About Me

The tradition of painting door and window screens for began in 1913 in Baltimore when a Czechoslovakian immigrant painted a screen to shade the fruit at his corner grocery store. By the 1930s, almost 100,000 painted screens were decorating East Baltimore row homes. It’s estimated there are less than 3,000 painted screens in use today and the art is practiced by less than a dozen artists.

Growing up in Baltimore, I was aware of this art and its usefulness in providing privacy for row home owners. Longing for my hometown while living outside of the area, I taught myself this art in 1998.

My style of screens are far from traditional style.
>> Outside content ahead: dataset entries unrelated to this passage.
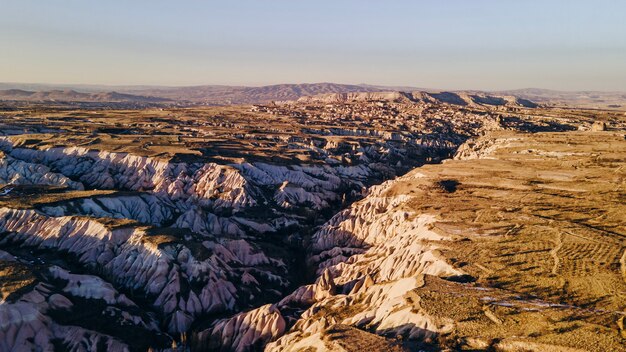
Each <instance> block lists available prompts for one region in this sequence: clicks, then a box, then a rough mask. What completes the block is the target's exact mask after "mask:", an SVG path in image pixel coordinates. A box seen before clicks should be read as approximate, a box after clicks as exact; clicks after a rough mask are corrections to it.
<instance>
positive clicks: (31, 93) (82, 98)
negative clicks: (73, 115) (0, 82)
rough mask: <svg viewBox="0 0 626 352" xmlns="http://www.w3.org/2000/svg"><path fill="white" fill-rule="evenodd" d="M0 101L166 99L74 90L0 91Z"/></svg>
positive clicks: (162, 98) (128, 100)
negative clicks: (45, 90) (81, 91)
mask: <svg viewBox="0 0 626 352" xmlns="http://www.w3.org/2000/svg"><path fill="white" fill-rule="evenodd" d="M0 100H10V101H30V102H35V101H51V102H89V103H90V102H112V103H119V102H133V103H164V102H168V101H169V100H168V99H164V98H159V97H150V96H142V95H133V94H125V93H118V92H96V93H84V92H77V91H75V90H50V91H36V92H34V91H28V90H22V89H7V90H0Z"/></svg>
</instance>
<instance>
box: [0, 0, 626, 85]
mask: <svg viewBox="0 0 626 352" xmlns="http://www.w3.org/2000/svg"><path fill="white" fill-rule="evenodd" d="M0 9H1V11H0V46H1V48H2V49H0V81H1V82H22V83H55V84H108V85H203V84H226V85H253V86H257V85H266V84H278V83H305V82H306V83H313V82H335V83H352V84H359V83H368V84H378V85H394V86H412V87H421V88H439V89H481V90H499V89H517V88H528V87H536V88H548V89H559V90H603V91H611V90H613V91H626V1H622V0H613V1H610V0H594V1H590V0H587V1H579V0H542V1H535V0H524V1H518V0H474V1H471V0H445V1H436V0H413V1H409V0H407V1H401V0H395V1H394V0H388V1H382V0H379V1H368V0H360V1H352V0H328V1H324V0H316V1H297V0H289V1H283V0H266V1H262V0H258V1H252V0H229V1H227V0H222V1H200V0H179V1H172V0H169V1H161V0H125V1H121V0H107V1H100V0H55V1H51V0H0Z"/></svg>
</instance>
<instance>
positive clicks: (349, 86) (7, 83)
mask: <svg viewBox="0 0 626 352" xmlns="http://www.w3.org/2000/svg"><path fill="white" fill-rule="evenodd" d="M398 91H402V92H412V93H411V94H413V95H416V92H419V94H422V95H423V94H427V95H430V97H431V98H434V99H435V100H437V99H440V98H441V100H449V99H456V98H454V97H455V96H456V97H461V100H465V101H467V99H470V100H474V101H475V102H476V103H479V104H483V103H484V104H490V105H501V102H502V100H501V99H504V100H506V101H507V102H509V103H510V102H511V101H512V99H511V98H510V97H515V98H516V99H517V100H518V101H517V103H518V104H520V105H524V106H525V105H528V103H532V102H535V103H540V104H549V105H562V106H575V107H585V108H614V109H626V92H593V91H584V92H583V91H581V92H564V91H555V90H547V89H535V88H529V89H518V90H503V91H493V92H485V91H451V92H444V91H439V90H432V89H423V88H415V87H390V86H376V85H367V84H359V85H350V84H337V83H302V84H276V85H268V86H261V87H245V86H222V85H203V86H188V87H165V86H98V85H74V86H71V85H46V84H21V83H0V100H3V101H27V102H48V101H52V102H116V103H134V104H183V105H194V104H206V105H223V104H256V103H265V102H270V101H287V100H297V99H300V98H302V97H311V96H318V97H319V96H320V95H329V94H348V93H374V92H398ZM481 97H483V98H481ZM487 97H489V99H487V100H484V98H487ZM493 98H497V99H495V100H494V99H493ZM420 99H421V98H420ZM429 99H430V98H429ZM481 99H482V101H481ZM498 99H500V100H498ZM448 102H450V101H448ZM452 103H454V102H452ZM457 103H460V100H458V99H457ZM461 105H463V104H462V103H461Z"/></svg>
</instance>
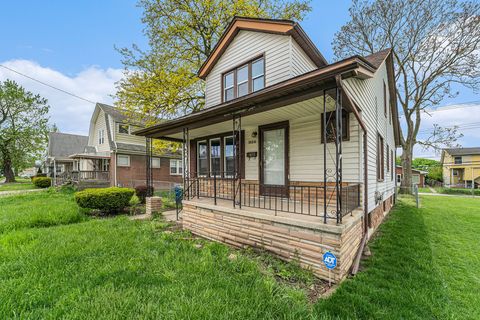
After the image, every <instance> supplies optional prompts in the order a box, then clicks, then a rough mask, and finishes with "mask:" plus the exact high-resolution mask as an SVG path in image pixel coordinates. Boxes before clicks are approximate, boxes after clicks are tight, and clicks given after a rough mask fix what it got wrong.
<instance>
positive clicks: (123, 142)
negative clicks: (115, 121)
mask: <svg viewBox="0 0 480 320" xmlns="http://www.w3.org/2000/svg"><path fill="white" fill-rule="evenodd" d="M120 125H121V124H120V123H118V122H117V123H115V136H114V141H115V142H120V143H128V144H135V145H142V146H144V145H145V142H146V141H145V137H141V136H136V135H134V134H132V132H135V131H136V130H139V129H140V128H139V127H135V126H132V125H129V130H130V134H127V133H120V132H119V126H120Z"/></svg>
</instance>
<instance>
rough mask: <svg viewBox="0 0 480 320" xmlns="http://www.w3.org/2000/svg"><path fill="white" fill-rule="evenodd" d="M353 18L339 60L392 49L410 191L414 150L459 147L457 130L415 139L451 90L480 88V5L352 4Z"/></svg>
mask: <svg viewBox="0 0 480 320" xmlns="http://www.w3.org/2000/svg"><path fill="white" fill-rule="evenodd" d="M349 11H350V16H351V19H350V21H348V22H347V23H346V24H345V25H344V26H343V27H342V28H341V30H339V31H338V32H337V33H336V35H335V37H334V41H333V45H334V51H335V54H336V56H337V57H339V58H342V57H346V56H351V55H354V54H359V55H368V54H371V53H373V52H376V51H380V50H382V49H385V48H392V49H393V51H392V52H393V60H394V63H395V80H396V86H397V97H396V98H397V101H398V104H399V107H400V109H401V110H402V111H403V112H402V113H403V116H404V118H403V120H404V125H405V131H401V132H400V140H401V145H402V151H403V152H402V166H403V169H404V177H405V179H404V180H403V181H402V183H403V185H404V186H410V185H411V183H412V180H411V177H412V175H411V168H412V160H413V148H414V146H415V145H416V144H420V145H422V146H423V147H426V148H435V149H438V148H442V147H445V146H454V145H457V139H458V138H459V137H460V136H461V134H460V133H459V132H458V128H456V127H454V128H442V127H440V126H439V125H436V124H435V125H434V128H433V130H432V132H431V134H430V136H429V137H427V138H426V139H417V136H418V132H419V129H420V124H421V119H422V118H423V117H424V116H425V114H426V112H423V111H424V110H425V109H429V108H434V107H436V106H438V105H439V104H440V103H441V102H442V99H443V98H444V97H447V96H448V97H453V96H455V95H457V94H458V92H456V91H455V90H454V87H453V85H455V84H461V85H464V86H466V87H468V88H472V89H473V90H478V88H479V84H480V76H479V75H480V54H479V50H480V18H479V17H480V2H478V1H471V0H465V1H459V0H354V1H353V3H352V5H351V7H350V10H349Z"/></svg>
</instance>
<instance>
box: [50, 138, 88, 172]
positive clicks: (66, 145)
mask: <svg viewBox="0 0 480 320" xmlns="http://www.w3.org/2000/svg"><path fill="white" fill-rule="evenodd" d="M87 144H88V137H87V136H81V135H76V134H69V133H61V132H50V133H49V134H48V147H47V156H46V159H45V163H44V170H43V171H44V173H46V174H48V175H49V176H51V177H52V178H53V179H54V180H55V179H56V177H57V176H58V175H61V174H64V173H65V172H72V171H73V168H74V166H73V164H74V160H73V159H72V158H70V155H72V154H75V153H80V152H83V151H84V150H85V147H86V146H87Z"/></svg>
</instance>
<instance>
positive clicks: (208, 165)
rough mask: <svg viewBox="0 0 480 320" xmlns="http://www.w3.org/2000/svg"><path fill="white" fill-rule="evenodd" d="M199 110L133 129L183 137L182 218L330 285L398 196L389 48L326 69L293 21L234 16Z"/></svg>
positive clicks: (177, 140) (138, 132)
mask: <svg viewBox="0 0 480 320" xmlns="http://www.w3.org/2000/svg"><path fill="white" fill-rule="evenodd" d="M198 75H199V77H200V78H201V79H203V80H205V84H206V108H205V109H204V110H202V111H198V112H195V113H192V114H189V115H186V116H183V117H180V118H177V119H174V120H171V121H168V122H166V123H162V124H160V125H157V126H153V127H150V128H146V129H142V130H139V131H138V132H136V134H138V135H141V136H145V137H150V138H154V139H165V140H169V141H177V142H183V146H184V149H183V154H184V156H185V161H186V163H187V165H188V166H187V168H186V169H187V170H186V172H185V174H184V195H185V196H184V200H183V211H182V219H183V221H182V224H183V227H184V228H185V229H188V230H191V232H193V233H194V234H197V235H200V236H202V237H205V238H208V239H213V240H217V241H221V242H225V243H227V244H230V245H234V246H238V247H244V246H255V247H261V248H264V249H266V250H269V251H271V252H274V253H275V254H277V255H278V256H280V257H281V258H283V259H286V260H297V261H299V263H300V264H301V265H302V266H307V267H310V268H312V270H313V271H314V272H315V273H316V274H317V275H318V276H320V277H322V278H325V279H326V278H328V275H329V273H328V270H327V269H326V268H325V266H324V265H323V263H322V255H323V254H324V253H325V252H326V251H331V252H333V253H334V254H335V255H336V256H337V258H338V265H337V268H335V269H334V270H333V271H332V278H333V279H334V281H340V280H341V279H343V278H344V277H345V276H346V274H347V273H348V272H349V270H350V269H351V268H352V265H353V266H354V267H353V268H354V269H355V270H356V266H357V263H354V262H355V261H356V262H358V261H359V259H360V256H361V252H362V249H363V245H364V244H365V242H366V241H367V239H368V238H369V237H370V236H371V234H372V232H373V231H374V230H375V229H376V228H377V227H378V225H379V224H380V223H381V221H382V220H383V217H384V216H385V215H386V214H387V213H388V212H389V211H390V209H391V207H392V205H393V203H394V200H395V164H394V161H395V149H396V146H398V145H399V140H398V139H399V135H398V133H399V123H398V116H397V106H396V99H395V86H394V70H393V60H392V55H391V51H390V50H384V51H381V52H378V53H375V54H372V55H370V56H367V57H359V56H354V57H351V58H348V59H344V60H341V61H338V62H336V63H332V64H328V63H327V61H326V60H325V59H324V58H323V56H322V55H321V54H320V52H319V51H318V49H317V48H316V47H315V46H314V44H313V43H312V41H311V40H310V39H309V38H308V36H307V35H306V34H305V33H304V31H303V30H302V29H301V27H300V26H299V25H298V24H297V23H295V22H292V21H285V20H268V19H250V18H235V19H234V20H233V21H232V22H231V23H230V25H229V26H228V27H227V29H226V31H225V33H224V34H223V36H222V37H221V38H220V40H219V41H218V44H217V45H216V46H215V47H214V49H213V50H212V53H211V55H210V56H209V57H208V59H207V60H206V61H205V62H204V64H203V65H202V67H201V69H200V70H199V73H198Z"/></svg>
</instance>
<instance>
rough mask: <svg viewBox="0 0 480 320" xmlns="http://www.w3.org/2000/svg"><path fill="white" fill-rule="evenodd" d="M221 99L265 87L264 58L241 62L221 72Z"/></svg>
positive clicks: (263, 57) (264, 64) (243, 95)
mask: <svg viewBox="0 0 480 320" xmlns="http://www.w3.org/2000/svg"><path fill="white" fill-rule="evenodd" d="M222 81H223V93H222V94H223V101H229V100H232V99H235V98H239V97H242V96H244V95H246V94H249V93H252V92H255V91H258V90H261V89H263V88H265V58H264V57H263V56H262V57H260V58H257V59H254V60H252V61H249V62H247V63H245V64H242V65H240V66H238V67H236V68H234V69H233V70H230V71H228V72H226V73H224V74H223V79H222Z"/></svg>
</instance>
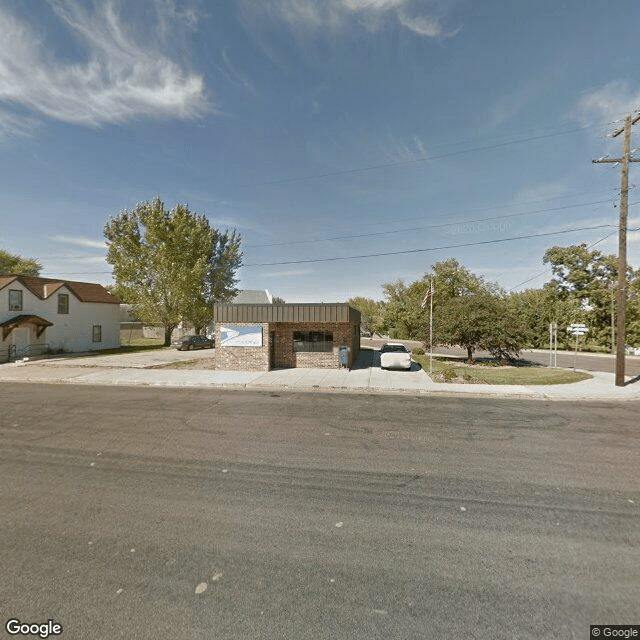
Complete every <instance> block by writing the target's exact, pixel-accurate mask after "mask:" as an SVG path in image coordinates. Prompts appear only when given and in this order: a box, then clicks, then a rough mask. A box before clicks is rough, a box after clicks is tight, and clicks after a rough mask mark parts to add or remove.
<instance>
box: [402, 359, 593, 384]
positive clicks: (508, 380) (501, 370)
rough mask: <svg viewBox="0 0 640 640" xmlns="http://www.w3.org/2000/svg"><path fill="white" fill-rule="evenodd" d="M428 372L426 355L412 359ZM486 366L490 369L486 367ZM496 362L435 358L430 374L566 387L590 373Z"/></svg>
mask: <svg viewBox="0 0 640 640" xmlns="http://www.w3.org/2000/svg"><path fill="white" fill-rule="evenodd" d="M413 359H414V360H415V361H416V362H417V363H418V364H419V365H420V366H421V367H422V368H423V369H424V370H425V371H426V372H429V356H428V355H424V356H416V355H414V356H413ZM487 364H489V365H490V366H486V365H487ZM496 364H497V363H493V362H491V363H486V364H485V365H484V366H483V364H476V365H467V364H464V363H463V362H462V361H461V360H459V359H456V358H434V359H433V375H432V376H431V377H432V378H433V379H434V380H435V381H436V382H444V381H450V382H466V383H469V384H474V383H475V384H480V383H481V384H526V385H531V384H569V383H571V382H578V381H580V380H587V379H588V378H592V377H593V376H591V374H589V373H584V372H582V371H569V370H568V369H549V368H547V367H542V366H534V365H532V366H526V365H519V366H506V365H498V366H495V365H496Z"/></svg>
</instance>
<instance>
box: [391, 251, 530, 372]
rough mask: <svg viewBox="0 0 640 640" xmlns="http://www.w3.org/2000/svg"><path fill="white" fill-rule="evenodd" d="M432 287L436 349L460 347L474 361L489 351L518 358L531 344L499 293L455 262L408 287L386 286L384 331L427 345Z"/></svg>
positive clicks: (434, 268) (436, 264)
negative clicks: (524, 348)
mask: <svg viewBox="0 0 640 640" xmlns="http://www.w3.org/2000/svg"><path fill="white" fill-rule="evenodd" d="M431 282H433V284H434V295H433V343H434V344H450V345H457V346H461V347H463V348H465V349H466V350H467V356H468V359H469V360H470V361H473V353H474V351H476V350H477V349H487V350H489V351H490V352H492V353H493V354H494V355H496V356H499V357H501V358H504V357H513V356H516V355H518V353H519V351H520V349H522V348H523V347H524V346H525V345H526V342H527V340H529V339H530V338H529V332H528V330H527V328H526V326H525V324H524V323H523V322H522V321H521V319H519V318H518V317H517V316H516V315H515V314H513V313H511V309H510V307H509V305H508V304H507V298H506V297H505V295H504V292H503V291H502V290H501V289H500V287H499V286H498V285H496V284H494V283H491V282H486V281H485V279H484V278H482V277H480V276H477V275H475V274H474V273H472V272H471V271H469V270H468V269H466V268H465V267H463V266H462V265H461V264H460V263H459V262H458V261H457V260H455V259H454V258H449V259H448V260H445V261H442V262H437V263H436V264H434V265H433V267H432V270H431V272H430V273H427V274H426V275H425V276H424V277H423V278H422V279H420V280H416V281H415V282H413V283H411V284H410V285H407V284H405V283H404V281H402V280H398V281H396V282H392V283H388V284H386V285H384V287H383V290H384V293H385V297H386V298H387V303H386V306H385V312H384V325H385V327H387V328H388V329H389V330H390V331H391V330H393V331H394V332H395V337H398V338H413V339H416V340H423V341H424V342H425V345H427V344H428V340H429V316H430V314H429V310H427V309H423V308H422V306H421V303H422V301H423V300H424V298H425V294H426V293H427V291H428V290H429V287H430V285H431ZM390 335H391V334H390Z"/></svg>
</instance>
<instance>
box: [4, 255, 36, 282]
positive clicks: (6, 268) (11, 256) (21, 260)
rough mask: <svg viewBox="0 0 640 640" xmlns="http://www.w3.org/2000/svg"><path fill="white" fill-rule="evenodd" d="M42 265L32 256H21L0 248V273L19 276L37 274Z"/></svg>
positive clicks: (25, 275)
mask: <svg viewBox="0 0 640 640" xmlns="http://www.w3.org/2000/svg"><path fill="white" fill-rule="evenodd" d="M40 271H42V265H41V264H40V263H39V262H38V261H37V260H35V259H34V258H23V257H21V256H18V255H14V254H12V253H9V252H8V251H4V250H3V249H0V273H13V274H15V275H19V276H39V275H40Z"/></svg>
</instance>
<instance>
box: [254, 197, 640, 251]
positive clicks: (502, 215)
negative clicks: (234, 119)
mask: <svg viewBox="0 0 640 640" xmlns="http://www.w3.org/2000/svg"><path fill="white" fill-rule="evenodd" d="M607 202H609V200H608V199H607V200H594V201H592V202H581V203H578V204H568V205H565V206H562V207H552V208H549V209H537V210H534V211H526V212H524V213H509V214H505V215H502V216H489V217H487V218H475V219H472V220H457V221H453V222H443V223H439V224H430V225H426V226H423V227H408V228H407V227H405V228H403V229H393V230H389V231H372V232H369V233H358V234H352V235H346V236H332V237H329V238H315V239H313V240H291V241H289V242H273V243H267V244H248V245H245V246H246V248H247V249H249V248H251V249H257V248H262V247H284V246H289V245H295V244H311V243H318V242H330V241H333V240H353V239H356V238H369V237H373V236H384V235H390V234H394V233H407V232H409V231H424V230H426V229H439V228H443V227H451V226H455V225H462V224H474V223H477V222H489V221H491V220H506V219H507V218H518V217H523V216H529V215H535V214H538V213H551V212H553V211H564V210H567V209H577V208H579V207H587V206H592V205H596V204H605V203H607ZM631 204H633V205H635V204H640V201H638V202H632V203H631Z"/></svg>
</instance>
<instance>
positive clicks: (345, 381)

With the a 20 year career in the darkroom of The Walters Art Museum, daily viewing of the Great Masters influenced in my personal take on the usually simple style of painted door and window screens.

My screen paintings range in sizes as small as 4” to as large as 6’. Painting in 2D has given me an opportunity to showcase my work in gallery settings. Wanting to add a 3D aspect to my art, I combined my leisure skills in costuming with my painting talents and created wearable art. With fiberglass screen as my canvas I’ve made gowns, dresses, corsets, aprons and costumes.

My career is my art and working with art. When I am
not painting, or creating costumes, I continue with my photography skills in scanning, archiving and taking photos. 
I remain in museums with exhibition  work at The American Visionary Art Museum.
I’ve had 3 exhibits entirely of my work and have been a part of about one show per month for the past 3 years. No awards to speak of other than having been tagged with the title of “The Bad Girl of Screen Painting.